Mezigdomide and Talquetamab in Relapsed and Refractory Multiple Myeloma

NCT ID: NCT07032714

Last Updated: 2025-06-26

Basic Information

• Recruitment Status: NOT_YET_RECRUITING
• Clinical Phase: PHASE1
• Total Enrollment: 25 participants
• Study Classification: INTERVENTIONAL
• Study Start Date: 2025-12-16
• Study Completion Date: 2028-07-01

Brief Summary

This is a phase 1 study to find the recommended dose and schedule of mezigdomide and talquetamab in relapsed and refractory multiple myeloma (RRMM), and to test the effects of the drugs on cancer. Cohort A will receive talquetamab + dexamethasone, then mezigdomide + talquetamab,+ dexamethasone. After Cohort A, Cohort B will evaluate mezigdomide + dexamethasone followed by step-up dosing of talquetamab (mezigdomide + talquetamab,+ dexamethasone).

Detailed Description

This phase 1 open-label study will determine the recommended dose and schedule of mezigdomide and talquetamab in triple class exposed relapsed and refractory multiple myeloma. This study aims to enroll 25 participants including Cohorts A and B, and will follow a dose escalation schedule. Treatment is until progression or withdrawal of consent. The U.S. Food and Drug Administration (FDA) has not approved the combination of drugs mezigdomide, talquetamab, and dexamethasone as treatment for any disease. The FDA has not approved mezigdomide as a treatment for any disease.
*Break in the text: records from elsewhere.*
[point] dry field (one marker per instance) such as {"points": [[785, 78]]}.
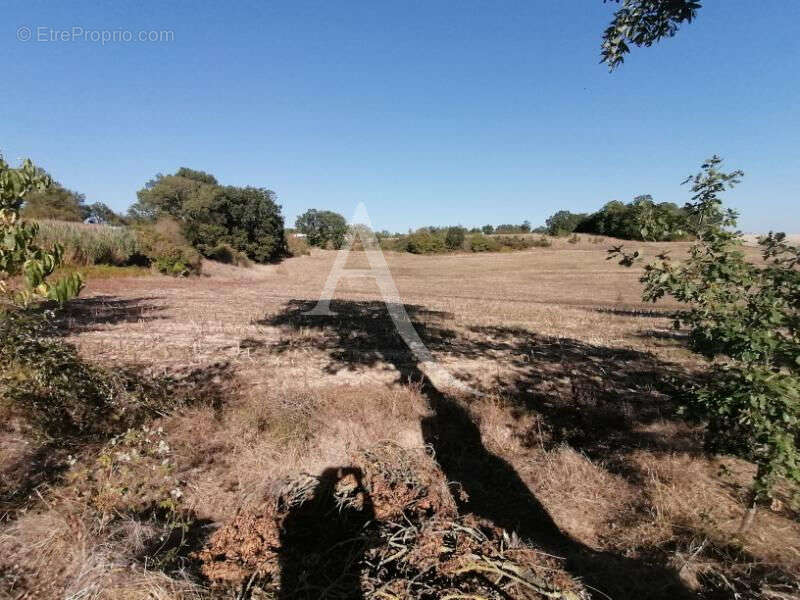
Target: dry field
{"points": [[574, 442]]}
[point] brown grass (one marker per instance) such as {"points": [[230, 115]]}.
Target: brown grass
{"points": [[576, 437]]}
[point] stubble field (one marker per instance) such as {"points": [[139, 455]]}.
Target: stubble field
{"points": [[574, 442]]}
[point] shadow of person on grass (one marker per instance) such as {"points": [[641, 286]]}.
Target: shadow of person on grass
{"points": [[362, 333], [323, 540]]}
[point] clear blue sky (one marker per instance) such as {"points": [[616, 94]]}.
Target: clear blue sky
{"points": [[430, 112]]}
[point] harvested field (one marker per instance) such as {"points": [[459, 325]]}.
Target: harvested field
{"points": [[570, 475]]}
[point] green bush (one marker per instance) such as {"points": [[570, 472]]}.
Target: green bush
{"points": [[323, 228], [541, 242], [424, 242], [482, 243], [297, 246], [225, 254], [746, 319], [454, 238], [44, 381], [246, 218], [21, 258], [90, 244], [167, 250]]}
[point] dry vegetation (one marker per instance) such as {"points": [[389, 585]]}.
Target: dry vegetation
{"points": [[575, 448]]}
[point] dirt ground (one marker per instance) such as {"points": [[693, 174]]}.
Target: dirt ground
{"points": [[573, 444]]}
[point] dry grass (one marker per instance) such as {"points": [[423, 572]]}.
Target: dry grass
{"points": [[576, 437]]}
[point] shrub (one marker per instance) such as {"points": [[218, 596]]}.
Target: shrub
{"points": [[44, 380], [425, 242], [225, 254], [90, 244], [641, 219], [167, 250], [323, 228], [454, 238], [512, 242], [245, 218], [564, 222], [541, 242], [20, 257], [482, 243], [54, 202], [297, 246]]}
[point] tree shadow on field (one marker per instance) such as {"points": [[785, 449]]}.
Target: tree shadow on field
{"points": [[88, 314], [322, 541], [363, 334], [82, 426]]}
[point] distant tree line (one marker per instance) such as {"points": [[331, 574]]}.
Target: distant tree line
{"points": [[641, 219], [62, 204], [219, 221]]}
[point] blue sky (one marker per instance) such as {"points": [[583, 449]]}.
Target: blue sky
{"points": [[429, 112]]}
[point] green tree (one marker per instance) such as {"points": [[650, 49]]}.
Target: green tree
{"points": [[643, 23], [166, 195], [102, 211], [53, 202], [454, 238], [322, 227], [746, 318], [247, 219], [19, 255], [564, 222], [641, 219]]}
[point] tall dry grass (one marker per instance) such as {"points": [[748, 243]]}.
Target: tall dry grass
{"points": [[89, 244]]}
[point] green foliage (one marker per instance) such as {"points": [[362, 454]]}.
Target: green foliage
{"points": [[247, 219], [454, 238], [297, 246], [641, 219], [482, 243], [90, 244], [745, 317], [19, 255], [167, 250], [104, 213], [54, 202], [224, 253], [44, 380], [564, 222], [323, 228], [425, 242], [643, 23]]}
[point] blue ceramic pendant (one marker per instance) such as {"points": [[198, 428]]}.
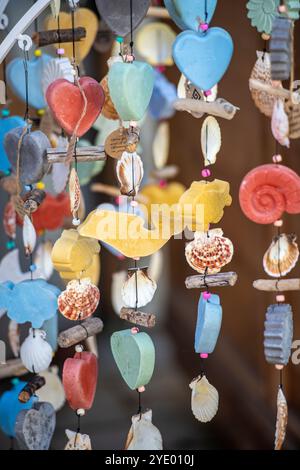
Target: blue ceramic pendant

The FDA has approved talquetamab for the treatment of relapsed refractory multiple myeloma in patients who have already received 4 prior lines of therapy. Dexamethasone is approved by the FDA to treat multiple diseases including multiple myeloma.

Conditions

Relapsed Refractory Multiple Myeloma (RRMM)

Study Design

• Allocation Method: NON_RANDOMIZED
• Intervention Model: SEQUENTIAL
• Primary Study Purpose: TREATMENT
• Blinding Strategy: NONE

Study Groups

Cohort A

Cycle 1: Talquetamab and dexamethasone at a pre-determined escalating dose of talquetamab.

Talquetamab is subcutaneously injected on Day 1, 4, 8, and 15 of the 28-day cycle. Dexamethasone is administered orally before receiving talquetamab (Days 1, 4, 8, 15).
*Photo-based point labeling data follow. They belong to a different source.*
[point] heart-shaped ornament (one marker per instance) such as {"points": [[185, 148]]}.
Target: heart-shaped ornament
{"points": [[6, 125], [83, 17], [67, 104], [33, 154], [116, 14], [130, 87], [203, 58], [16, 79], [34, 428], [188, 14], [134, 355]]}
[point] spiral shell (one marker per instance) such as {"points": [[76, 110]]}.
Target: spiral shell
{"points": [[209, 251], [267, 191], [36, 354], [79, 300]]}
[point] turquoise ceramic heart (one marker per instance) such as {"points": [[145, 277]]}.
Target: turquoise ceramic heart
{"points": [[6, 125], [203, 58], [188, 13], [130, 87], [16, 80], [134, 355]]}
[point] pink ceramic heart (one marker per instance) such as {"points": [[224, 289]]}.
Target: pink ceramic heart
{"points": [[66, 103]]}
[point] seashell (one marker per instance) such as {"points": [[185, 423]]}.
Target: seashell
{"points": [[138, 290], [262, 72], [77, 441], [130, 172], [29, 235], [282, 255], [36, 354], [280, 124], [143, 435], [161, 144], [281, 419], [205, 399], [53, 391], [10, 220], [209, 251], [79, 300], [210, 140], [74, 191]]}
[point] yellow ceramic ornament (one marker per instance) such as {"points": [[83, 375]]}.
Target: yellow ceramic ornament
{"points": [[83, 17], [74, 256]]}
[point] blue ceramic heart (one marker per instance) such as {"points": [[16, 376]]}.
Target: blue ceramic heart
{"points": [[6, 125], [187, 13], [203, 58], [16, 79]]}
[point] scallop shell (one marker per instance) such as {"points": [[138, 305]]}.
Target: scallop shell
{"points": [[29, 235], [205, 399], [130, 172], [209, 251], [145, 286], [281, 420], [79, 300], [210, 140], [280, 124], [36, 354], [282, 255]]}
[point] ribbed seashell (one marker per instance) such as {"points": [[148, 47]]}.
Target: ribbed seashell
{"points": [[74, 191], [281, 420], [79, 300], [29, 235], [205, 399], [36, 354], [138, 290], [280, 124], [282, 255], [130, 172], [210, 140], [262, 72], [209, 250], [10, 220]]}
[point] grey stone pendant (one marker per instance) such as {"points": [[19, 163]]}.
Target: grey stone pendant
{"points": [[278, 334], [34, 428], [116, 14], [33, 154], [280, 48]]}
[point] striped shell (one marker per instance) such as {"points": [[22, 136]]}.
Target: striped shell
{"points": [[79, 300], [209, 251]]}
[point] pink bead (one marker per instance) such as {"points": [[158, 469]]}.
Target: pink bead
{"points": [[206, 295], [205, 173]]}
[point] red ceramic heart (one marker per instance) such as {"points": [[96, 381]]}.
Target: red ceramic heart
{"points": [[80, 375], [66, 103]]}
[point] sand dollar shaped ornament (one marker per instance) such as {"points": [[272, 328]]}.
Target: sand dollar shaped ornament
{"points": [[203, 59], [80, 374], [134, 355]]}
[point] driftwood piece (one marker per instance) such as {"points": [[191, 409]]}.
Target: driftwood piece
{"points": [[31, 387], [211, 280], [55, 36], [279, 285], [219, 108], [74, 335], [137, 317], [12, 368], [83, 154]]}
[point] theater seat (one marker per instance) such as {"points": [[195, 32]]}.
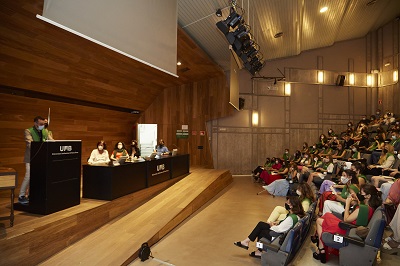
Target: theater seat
{"points": [[282, 254], [354, 250]]}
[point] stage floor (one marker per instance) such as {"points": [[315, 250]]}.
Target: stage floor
{"points": [[116, 229]]}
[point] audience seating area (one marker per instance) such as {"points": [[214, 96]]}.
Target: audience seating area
{"points": [[353, 250], [282, 254]]}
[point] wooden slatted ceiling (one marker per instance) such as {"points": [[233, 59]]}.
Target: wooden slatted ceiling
{"points": [[41, 57]]}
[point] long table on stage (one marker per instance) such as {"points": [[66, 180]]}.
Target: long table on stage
{"points": [[111, 182]]}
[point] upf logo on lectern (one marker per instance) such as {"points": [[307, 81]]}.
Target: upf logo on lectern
{"points": [[160, 167], [65, 148]]}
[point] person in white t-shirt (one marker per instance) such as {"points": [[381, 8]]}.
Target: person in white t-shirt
{"points": [[99, 155]]}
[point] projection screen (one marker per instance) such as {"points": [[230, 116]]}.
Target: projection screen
{"points": [[144, 30]]}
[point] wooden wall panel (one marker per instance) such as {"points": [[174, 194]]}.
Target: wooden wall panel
{"points": [[38, 56], [67, 121], [193, 105]]}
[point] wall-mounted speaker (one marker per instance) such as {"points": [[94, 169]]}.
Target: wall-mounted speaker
{"points": [[340, 80], [241, 103]]}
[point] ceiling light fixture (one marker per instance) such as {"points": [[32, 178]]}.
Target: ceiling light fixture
{"points": [[278, 35], [324, 9]]}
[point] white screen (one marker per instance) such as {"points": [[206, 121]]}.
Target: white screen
{"points": [[144, 29]]}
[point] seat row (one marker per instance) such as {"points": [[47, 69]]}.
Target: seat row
{"points": [[282, 254]]}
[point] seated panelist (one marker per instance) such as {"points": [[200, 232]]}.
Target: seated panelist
{"points": [[161, 148], [99, 155], [119, 150], [135, 151]]}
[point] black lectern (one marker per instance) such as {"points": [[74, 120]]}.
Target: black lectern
{"points": [[55, 176]]}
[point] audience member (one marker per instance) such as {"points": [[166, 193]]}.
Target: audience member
{"points": [[348, 141], [332, 201], [271, 230], [306, 197], [360, 216], [385, 161], [391, 244]]}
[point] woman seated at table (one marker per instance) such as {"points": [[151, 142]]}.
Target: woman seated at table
{"points": [[99, 155], [135, 149], [266, 230], [161, 149], [119, 150], [365, 205]]}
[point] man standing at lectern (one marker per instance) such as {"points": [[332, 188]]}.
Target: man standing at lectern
{"points": [[36, 133]]}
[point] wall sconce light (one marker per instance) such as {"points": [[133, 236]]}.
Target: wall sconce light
{"points": [[287, 89], [351, 79], [320, 76], [369, 80], [254, 119]]}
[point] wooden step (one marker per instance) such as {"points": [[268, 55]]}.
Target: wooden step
{"points": [[102, 232], [118, 243]]}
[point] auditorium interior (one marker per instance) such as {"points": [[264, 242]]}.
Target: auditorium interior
{"points": [[315, 71]]}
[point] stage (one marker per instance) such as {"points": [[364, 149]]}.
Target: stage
{"points": [[107, 232]]}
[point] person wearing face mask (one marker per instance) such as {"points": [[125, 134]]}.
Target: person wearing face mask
{"points": [[387, 175], [355, 154], [348, 141], [365, 204], [305, 160], [349, 185], [135, 151], [306, 197], [276, 173], [99, 155], [304, 149], [320, 173], [317, 162], [280, 186], [259, 169], [386, 161], [331, 133], [285, 156], [161, 149], [335, 201], [395, 142], [272, 229], [37, 133], [119, 151]]}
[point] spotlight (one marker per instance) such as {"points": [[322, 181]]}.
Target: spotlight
{"points": [[230, 22]]}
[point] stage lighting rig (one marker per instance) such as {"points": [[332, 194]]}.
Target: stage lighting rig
{"points": [[238, 35]]}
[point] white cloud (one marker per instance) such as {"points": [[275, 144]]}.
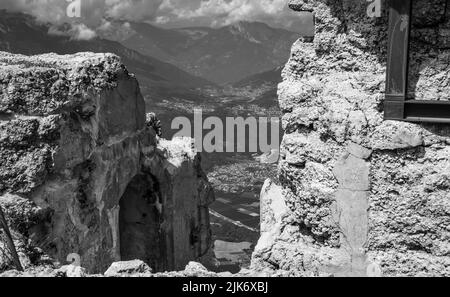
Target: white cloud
{"points": [[168, 13]]}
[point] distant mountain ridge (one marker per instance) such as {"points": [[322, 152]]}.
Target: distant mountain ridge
{"points": [[19, 33], [223, 55]]}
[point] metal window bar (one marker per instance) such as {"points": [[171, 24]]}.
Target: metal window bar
{"points": [[396, 105]]}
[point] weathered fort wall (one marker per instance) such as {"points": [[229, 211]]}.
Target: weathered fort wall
{"points": [[359, 195]]}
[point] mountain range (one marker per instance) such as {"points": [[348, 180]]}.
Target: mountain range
{"points": [[170, 63], [223, 55]]}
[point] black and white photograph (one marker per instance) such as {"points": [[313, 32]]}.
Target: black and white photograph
{"points": [[246, 140]]}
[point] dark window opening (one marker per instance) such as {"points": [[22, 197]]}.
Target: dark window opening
{"points": [[398, 104]]}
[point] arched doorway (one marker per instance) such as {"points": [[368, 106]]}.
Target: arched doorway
{"points": [[139, 223]]}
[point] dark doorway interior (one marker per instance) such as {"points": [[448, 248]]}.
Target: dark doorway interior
{"points": [[139, 224]]}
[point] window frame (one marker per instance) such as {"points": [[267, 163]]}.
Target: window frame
{"points": [[397, 105]]}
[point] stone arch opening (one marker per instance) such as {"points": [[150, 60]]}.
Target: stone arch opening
{"points": [[139, 223]]}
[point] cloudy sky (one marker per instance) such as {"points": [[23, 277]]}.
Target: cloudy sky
{"points": [[165, 13]]}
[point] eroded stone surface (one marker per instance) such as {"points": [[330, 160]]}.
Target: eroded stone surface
{"points": [[74, 138], [365, 196]]}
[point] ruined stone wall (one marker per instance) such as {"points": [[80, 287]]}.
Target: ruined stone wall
{"points": [[359, 195], [73, 141]]}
Cycle 2+: Mezigdomide, talquetamab, and dexamethasone Talquetamab is administered on Day 1 and 15 of cycles 2-6 and on Day 1 of cycles 7-12.

Mezigdomide is administered orally once per day on days 1-21 of each 28-day cycle starting with cycle 2. This can continue until disease progression or withdrawal.

Dexamethasone is administered orally once per week starting on Day 1 of Cycle 2 through cycle 6; the weekly dose will be split into 2 days.

Group Type: EXPERIMENTAL

Talquetamab

Intervention Type: DRUG

Talquetamab is injected under the skin (subcutaneously injected) by trained medical staff. During first cycle of talquetamab, the dose of talquetamab will increase until the goal dose (treatment dose) is reached (pre-determined dose escalation).

Mezigdomide

Intervention Type: DRUG

Administered orally once per day (days 1-21 of applicable 28-day cycles; Days 1-7 of the 7-day Cohort B pre-phase cycle).

Dexamethasone

Intervention Type: DRUG

Administered orally once per day, at the schedule outlined in the Arm Descriptions.

Cohort B

Cohort B takes place after Cohort A. Pre-phase 7 day cycle: Mezigdomide is administered orally once per day on Days 1-7. Dexamethasone is administered orally on Days 1 and 2.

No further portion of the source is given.